Ryan Beene wrote an article at Crain's Detroits Business titled Detroit's public schools post worse scores on record in national assessment. At the fourth grade level, only 3 percent tested at the proficient level and at the 8th grade level, 4 percent tested at the proficient level. This is alarming. Even if we should be moving towards project based learning and a publish it instead of turn it in classroom, when less than 5 percent score proficient on a basic skills test (even though they did use a pencil in a texting world), this is alarming. Do I think the scores would have been different if students created a portfolio and took a digital assessment, probably, but there is still obviously some serious issues and deficiencies in this urban area. When I went to the NAEP website to see how the rest of urban America performed on this test, it was better than Detroit, but scores were still very low.
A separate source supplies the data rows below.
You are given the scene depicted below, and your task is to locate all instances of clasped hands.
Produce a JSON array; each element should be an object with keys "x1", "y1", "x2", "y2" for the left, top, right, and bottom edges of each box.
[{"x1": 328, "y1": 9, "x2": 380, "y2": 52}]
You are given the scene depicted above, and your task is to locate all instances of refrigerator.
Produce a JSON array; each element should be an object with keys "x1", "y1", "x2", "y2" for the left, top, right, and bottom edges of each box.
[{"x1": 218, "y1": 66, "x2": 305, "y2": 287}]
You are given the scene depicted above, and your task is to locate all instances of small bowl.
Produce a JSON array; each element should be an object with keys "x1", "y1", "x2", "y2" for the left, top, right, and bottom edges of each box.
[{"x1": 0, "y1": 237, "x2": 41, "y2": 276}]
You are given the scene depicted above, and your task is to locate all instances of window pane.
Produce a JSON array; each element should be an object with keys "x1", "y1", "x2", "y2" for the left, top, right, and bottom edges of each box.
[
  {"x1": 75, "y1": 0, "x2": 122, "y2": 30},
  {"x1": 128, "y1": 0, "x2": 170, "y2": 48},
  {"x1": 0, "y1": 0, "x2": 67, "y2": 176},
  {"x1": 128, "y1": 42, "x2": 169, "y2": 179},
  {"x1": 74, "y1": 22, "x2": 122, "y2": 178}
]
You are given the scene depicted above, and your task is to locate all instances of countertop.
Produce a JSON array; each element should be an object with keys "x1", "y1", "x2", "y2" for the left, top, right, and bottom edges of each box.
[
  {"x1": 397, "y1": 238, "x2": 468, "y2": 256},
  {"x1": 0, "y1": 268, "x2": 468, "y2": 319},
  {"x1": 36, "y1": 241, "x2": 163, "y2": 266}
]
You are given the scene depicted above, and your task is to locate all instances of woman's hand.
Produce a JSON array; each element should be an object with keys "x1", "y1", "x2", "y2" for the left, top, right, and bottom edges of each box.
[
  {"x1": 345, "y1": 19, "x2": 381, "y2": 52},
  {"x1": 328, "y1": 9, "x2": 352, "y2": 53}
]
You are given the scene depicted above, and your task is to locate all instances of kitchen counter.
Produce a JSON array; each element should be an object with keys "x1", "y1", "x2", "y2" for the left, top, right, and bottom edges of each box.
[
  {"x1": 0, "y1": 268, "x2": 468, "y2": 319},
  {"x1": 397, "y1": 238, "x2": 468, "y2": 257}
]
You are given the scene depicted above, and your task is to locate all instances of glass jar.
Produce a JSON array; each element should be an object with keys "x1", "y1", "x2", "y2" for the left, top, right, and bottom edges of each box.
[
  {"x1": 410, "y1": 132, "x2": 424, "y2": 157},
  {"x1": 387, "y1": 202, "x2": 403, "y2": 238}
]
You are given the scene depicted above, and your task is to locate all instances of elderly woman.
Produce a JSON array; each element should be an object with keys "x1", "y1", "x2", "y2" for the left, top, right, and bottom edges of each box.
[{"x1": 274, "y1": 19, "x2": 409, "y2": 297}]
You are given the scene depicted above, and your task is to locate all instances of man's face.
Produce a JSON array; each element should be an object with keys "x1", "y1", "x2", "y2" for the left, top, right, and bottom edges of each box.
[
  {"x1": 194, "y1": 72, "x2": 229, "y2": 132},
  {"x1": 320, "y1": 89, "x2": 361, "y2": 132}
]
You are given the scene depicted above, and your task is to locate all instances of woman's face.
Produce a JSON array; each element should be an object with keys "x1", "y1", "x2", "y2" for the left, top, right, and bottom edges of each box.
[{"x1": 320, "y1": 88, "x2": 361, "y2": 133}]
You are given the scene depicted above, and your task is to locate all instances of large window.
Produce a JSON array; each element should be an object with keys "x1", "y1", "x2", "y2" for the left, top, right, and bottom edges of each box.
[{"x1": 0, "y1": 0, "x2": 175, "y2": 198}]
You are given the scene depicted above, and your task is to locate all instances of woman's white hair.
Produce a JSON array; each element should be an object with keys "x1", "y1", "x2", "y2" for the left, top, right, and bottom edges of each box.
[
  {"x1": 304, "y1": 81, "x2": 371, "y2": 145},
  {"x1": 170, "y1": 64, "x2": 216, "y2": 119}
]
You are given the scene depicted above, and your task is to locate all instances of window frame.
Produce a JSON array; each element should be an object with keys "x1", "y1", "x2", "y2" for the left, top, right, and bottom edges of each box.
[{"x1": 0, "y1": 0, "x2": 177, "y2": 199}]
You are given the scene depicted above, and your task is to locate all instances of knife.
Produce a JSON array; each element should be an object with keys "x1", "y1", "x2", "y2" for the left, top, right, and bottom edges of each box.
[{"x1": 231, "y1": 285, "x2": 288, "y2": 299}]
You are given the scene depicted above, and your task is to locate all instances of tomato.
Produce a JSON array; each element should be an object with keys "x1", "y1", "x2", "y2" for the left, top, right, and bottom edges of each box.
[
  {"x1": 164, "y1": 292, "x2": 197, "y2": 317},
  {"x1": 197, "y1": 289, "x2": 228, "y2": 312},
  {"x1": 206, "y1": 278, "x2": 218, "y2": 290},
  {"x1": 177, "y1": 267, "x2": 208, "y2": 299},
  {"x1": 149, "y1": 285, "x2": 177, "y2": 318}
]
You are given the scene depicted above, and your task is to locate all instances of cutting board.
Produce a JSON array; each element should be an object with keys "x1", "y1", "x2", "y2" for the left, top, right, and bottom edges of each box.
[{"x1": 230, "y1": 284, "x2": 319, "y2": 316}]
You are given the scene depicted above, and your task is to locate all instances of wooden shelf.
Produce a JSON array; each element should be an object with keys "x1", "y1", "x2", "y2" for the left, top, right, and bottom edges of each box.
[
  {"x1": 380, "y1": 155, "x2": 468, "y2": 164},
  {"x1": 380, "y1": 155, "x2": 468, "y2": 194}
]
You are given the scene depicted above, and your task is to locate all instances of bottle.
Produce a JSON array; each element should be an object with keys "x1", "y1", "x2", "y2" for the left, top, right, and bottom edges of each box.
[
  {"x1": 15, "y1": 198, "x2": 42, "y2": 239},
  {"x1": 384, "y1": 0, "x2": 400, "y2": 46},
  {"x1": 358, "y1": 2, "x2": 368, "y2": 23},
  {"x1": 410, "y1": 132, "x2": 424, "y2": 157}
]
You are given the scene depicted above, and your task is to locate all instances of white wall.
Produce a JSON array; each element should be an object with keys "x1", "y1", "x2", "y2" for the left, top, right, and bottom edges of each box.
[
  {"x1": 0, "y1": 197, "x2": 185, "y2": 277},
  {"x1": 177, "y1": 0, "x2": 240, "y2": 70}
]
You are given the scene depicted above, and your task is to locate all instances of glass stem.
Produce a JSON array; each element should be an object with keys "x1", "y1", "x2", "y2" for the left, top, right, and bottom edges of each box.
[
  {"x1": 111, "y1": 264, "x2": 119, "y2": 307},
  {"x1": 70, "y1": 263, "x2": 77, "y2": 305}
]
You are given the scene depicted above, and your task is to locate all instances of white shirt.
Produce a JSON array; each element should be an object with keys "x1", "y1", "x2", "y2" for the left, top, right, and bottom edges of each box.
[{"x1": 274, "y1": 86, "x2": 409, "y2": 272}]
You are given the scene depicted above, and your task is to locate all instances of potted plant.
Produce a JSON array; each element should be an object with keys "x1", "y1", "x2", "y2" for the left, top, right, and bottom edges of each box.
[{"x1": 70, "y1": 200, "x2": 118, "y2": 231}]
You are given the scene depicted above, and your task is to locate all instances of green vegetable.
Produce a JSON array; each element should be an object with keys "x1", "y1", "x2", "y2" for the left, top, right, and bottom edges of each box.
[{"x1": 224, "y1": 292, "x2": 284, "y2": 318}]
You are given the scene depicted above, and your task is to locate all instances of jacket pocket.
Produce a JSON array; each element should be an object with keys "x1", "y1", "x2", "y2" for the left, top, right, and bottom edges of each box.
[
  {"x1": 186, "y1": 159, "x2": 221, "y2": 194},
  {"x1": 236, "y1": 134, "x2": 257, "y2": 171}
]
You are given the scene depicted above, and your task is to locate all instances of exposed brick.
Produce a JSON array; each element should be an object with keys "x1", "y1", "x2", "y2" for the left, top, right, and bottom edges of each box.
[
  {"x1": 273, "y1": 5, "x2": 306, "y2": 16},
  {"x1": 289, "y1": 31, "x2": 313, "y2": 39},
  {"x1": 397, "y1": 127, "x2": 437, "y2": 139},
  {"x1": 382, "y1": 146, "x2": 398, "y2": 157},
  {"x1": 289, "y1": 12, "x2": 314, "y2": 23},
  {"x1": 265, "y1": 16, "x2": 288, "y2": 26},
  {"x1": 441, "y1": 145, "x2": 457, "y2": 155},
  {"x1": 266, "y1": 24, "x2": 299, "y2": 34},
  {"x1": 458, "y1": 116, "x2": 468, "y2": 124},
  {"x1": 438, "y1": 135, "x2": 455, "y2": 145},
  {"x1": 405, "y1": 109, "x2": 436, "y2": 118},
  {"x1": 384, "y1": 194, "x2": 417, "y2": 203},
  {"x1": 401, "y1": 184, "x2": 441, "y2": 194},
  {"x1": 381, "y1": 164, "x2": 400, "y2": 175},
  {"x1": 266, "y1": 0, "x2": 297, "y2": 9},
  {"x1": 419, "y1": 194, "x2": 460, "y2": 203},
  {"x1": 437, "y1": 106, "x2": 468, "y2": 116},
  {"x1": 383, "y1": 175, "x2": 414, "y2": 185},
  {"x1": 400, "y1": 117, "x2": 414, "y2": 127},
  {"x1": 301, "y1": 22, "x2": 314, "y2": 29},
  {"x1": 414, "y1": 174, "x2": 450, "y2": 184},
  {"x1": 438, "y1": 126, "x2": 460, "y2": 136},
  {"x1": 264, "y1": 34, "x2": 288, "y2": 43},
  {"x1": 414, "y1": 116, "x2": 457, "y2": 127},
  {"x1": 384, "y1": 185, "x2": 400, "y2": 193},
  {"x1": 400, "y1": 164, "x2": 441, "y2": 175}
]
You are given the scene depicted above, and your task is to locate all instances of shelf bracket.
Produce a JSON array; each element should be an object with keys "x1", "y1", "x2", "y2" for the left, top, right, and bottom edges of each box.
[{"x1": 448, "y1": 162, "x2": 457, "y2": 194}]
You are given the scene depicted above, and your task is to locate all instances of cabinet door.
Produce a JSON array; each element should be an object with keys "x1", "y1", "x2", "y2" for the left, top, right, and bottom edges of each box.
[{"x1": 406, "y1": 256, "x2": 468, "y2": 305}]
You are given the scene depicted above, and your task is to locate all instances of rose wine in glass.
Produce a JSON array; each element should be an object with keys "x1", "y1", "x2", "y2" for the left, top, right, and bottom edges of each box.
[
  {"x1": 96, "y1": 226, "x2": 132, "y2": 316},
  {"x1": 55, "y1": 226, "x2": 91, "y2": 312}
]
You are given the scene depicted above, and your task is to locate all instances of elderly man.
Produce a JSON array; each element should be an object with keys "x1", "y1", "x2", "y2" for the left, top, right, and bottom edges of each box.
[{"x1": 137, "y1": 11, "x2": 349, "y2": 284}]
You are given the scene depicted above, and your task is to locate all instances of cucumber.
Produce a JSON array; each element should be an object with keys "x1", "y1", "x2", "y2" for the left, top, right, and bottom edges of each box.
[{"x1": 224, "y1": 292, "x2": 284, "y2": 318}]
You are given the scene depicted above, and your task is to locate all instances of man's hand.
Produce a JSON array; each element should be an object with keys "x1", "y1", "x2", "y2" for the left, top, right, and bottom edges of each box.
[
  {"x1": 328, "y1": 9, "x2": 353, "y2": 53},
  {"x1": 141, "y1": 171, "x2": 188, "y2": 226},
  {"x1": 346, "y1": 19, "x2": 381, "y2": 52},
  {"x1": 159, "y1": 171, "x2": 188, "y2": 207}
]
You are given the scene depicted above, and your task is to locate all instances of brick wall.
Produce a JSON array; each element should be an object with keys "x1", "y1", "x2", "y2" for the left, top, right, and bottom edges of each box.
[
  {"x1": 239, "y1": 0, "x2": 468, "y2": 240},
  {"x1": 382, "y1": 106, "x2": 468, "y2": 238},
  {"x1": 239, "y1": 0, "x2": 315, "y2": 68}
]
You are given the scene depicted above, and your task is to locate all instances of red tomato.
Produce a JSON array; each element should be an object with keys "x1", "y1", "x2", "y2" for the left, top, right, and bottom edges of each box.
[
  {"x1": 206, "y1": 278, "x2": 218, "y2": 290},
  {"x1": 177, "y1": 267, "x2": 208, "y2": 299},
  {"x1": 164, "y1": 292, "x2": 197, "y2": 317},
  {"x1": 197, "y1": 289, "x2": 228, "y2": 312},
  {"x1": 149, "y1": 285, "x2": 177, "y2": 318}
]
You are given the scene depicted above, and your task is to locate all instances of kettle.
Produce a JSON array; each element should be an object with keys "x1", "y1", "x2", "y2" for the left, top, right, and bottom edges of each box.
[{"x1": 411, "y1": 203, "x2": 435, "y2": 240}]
The highest 8th grade reading score was
in Charlotte with 29 percent of students scoring proficient.
The blog comments at the bottom of the post in the Ryan Beene article list a variety of reasons why the Detroit scores were so low: lack of parenting, politics, economics, inadequate teaching, inadequate classroom equipment, etc... but what emerged for me as I read the comments is that there are numerous problems without a clear plan to fix it.

If nothing else, the data driven aughts have shown us that something needs to change, but I also see change. The NAEP will have a digital component in literacy by 2011, and we are moving in the direction of adding 21st Century equipment in all schools. I am not sure if this will all be enough, but I hope when I click back onto the NAEP website in 2020, I will be able to see the literacy scores set to motion, but of course, there will be another gadget by then, something even more visually dynamic, something not even invented yet, something that one of our students will create.

1 comment:

Dan Bruno said...

Tara,

I absolutely agree about the need for change; however, I don't want to get caught up in the rhetoric of how that change will occur.

The truth is that we cannot turn to a project-based pedagogy as though that were something new. The project-based method was first introduced by William Heard Kilpatrick in the early 20th century. Something about the project-based method didn't last and it was quickly overtaken by more statistical, logical forms of assessment.

I think where we need to look for English education to change is in the publication realm. Helping students create texts inherently requires that they be familiar with good ones. As a teacher of AP English Language and Composition, the resurrgence of rhetoric and composition seems to be a good way to go. Students need to know text before they can write text. I believe that this meeting of text and reader in order to develop the writer is what English curricula will begin turning toward.